United Kingdom. The UK’s Trusted Research materials are plain‑English, risk‑based playbooks for academics and senior leaders; they defend collaboration by making it safer with partner‑vetting questions, legal hooks and leadership checklists (NPSA guidance; NCSC overview).

Canada. Ottawa has drawn bright lines for sensitive technology research. If a grant aims to advance listed sensitive technologies, named researchers cannot be affiliated with specified organisations linked to foreign militaries or security services; applicants must attest compliance (Policy on Sensitive Technology Research and Affiliations of Concern; Government publications record).

The convergence is clear: proportionate risk management that preserves openness and avoids discrimination. The differences are tactical: U.S. capability certification (OSTP), UK playbooks (Trusted Research), Canada’s domain‑specific prohibitions (STRAC), and Australia’s collaborative UFIT model now reinforced by modernised export controls (Defence overview).

Five decisive moves to improve outcomes for leaders

1) Open by default, controlled by exception. Reaffirm openness as the default and document exceptions with clear risk rationales and mitigations. Security should safeguard academic freedom and collaboration, not shrink them – an explicit UFIT principle (UFIT info).

2) Build institutional capability, not case‑by‑case heroics. Stand up (or uplift) a research‑security program office covering training, partner vetting, export controls and cyber baselines; the U.S. model shows how capability reduces late‑stage collapses and speeds good decisions (OSTP guidance; NIST playbook).

3) Move screening to the left. Emulate the ARC: run early checks (on partners, affiliations, export‑control flags) at the point of ideation or internal approvals, not after peer review, to catch problems when they’re still fixable (ARC research‑security; ARC CFI framework).

4) Use bright lines where they help; keep judgment where it matters. For quantum computing, advanced AI, and other sensitive technologies, consider Canada‑style attestations and clear, broad exclusions; for nuanced HASS collaborations, retain case‑by‑case discretion anchored in UFIT principles and open‑source due diligence (STRAC; UFIT info).

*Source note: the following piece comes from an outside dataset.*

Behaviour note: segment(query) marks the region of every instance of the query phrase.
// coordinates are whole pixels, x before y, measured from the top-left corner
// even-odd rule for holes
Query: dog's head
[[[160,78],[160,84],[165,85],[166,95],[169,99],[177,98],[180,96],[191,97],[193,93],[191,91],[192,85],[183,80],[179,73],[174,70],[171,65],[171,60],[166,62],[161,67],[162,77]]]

5) Demand two‑way guidance. Through UFIT and sector forums, continue to ask for regular unclassified pattern‑of‑risk briefings; in return, share anonymised campus insights so policy can adapt (Pulse Check; UFIT overview).

This is an opportunity, not just a compliance burden

Build visible, proportionate systems and you unlock a trust dividend with funders and partners: faster decisions, fewer late‑stage vetoes, and more confidence to green‑light the right projects. The ARC has already moved to earlier due diligence and U.S. funders are rewarding institutions that can certify research‑security capability (OSTP guidance).

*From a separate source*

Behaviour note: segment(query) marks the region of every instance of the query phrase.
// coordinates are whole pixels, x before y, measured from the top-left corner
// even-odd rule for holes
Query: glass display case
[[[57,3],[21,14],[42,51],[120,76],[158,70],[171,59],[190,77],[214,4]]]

The AUKUS licence‑free environment can be a growth engine for joint research – if you segregate sensitive workstreams, control access to DSGL technology, and manage “deemed export” risks with discipline (Defence overview; Act text). And there’s no shortage of practical tools: the UK’s Trusted Research checklists, the U.S. NIST playbook, and Australia’s UFIT partnership model are ready to adopt, adapt and publish today.

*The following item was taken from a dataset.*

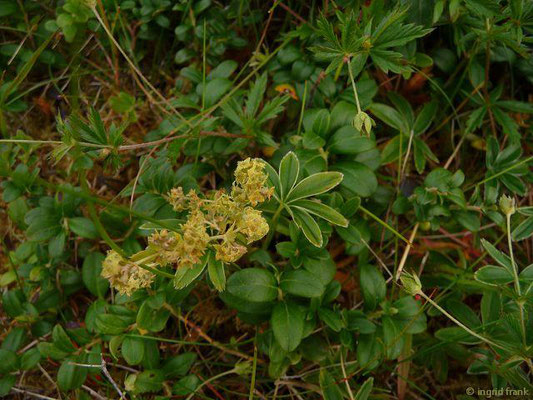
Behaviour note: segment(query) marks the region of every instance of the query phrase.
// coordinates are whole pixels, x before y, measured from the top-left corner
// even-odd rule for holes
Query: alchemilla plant
[[[0,397],[531,397],[532,41],[526,0],[0,1]]]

The best rebuttal to claims that proportionate security “chills collaboration” is clarity. Sector voices have warned that heavy‑handed crackdowns risk undermining collaboration without improving security (The Conversation analysis); a flexible, evidence‑based approach can protect both research and values (Pulse Check).

Lead with a trust‑and‑verify posture. Keep doors open, apply targeted mitigations, and document why you said yes, no, or not yet. Australia’s UFIT model, ARC early screening and updated export controls (judiciously combined with combined with the UK’s Trusted Research playbooks, U.S. capability standards and Canada’s clarity in sensitive technologies) are more than enough to act with confidence now.

Ross McLennan is Pro Vice‑Chancellor, Research Services at Macquarie University. He is co-Chair of the Australian Government’s Trusted Information Sharing Network (TISN) Higher Education and Research Sector Group and a member of the Critical Infrastructure Advisory Council.

The views expressed are the author’s own and do not necessarily reflect those of his employer. He receives no external funding related to this article.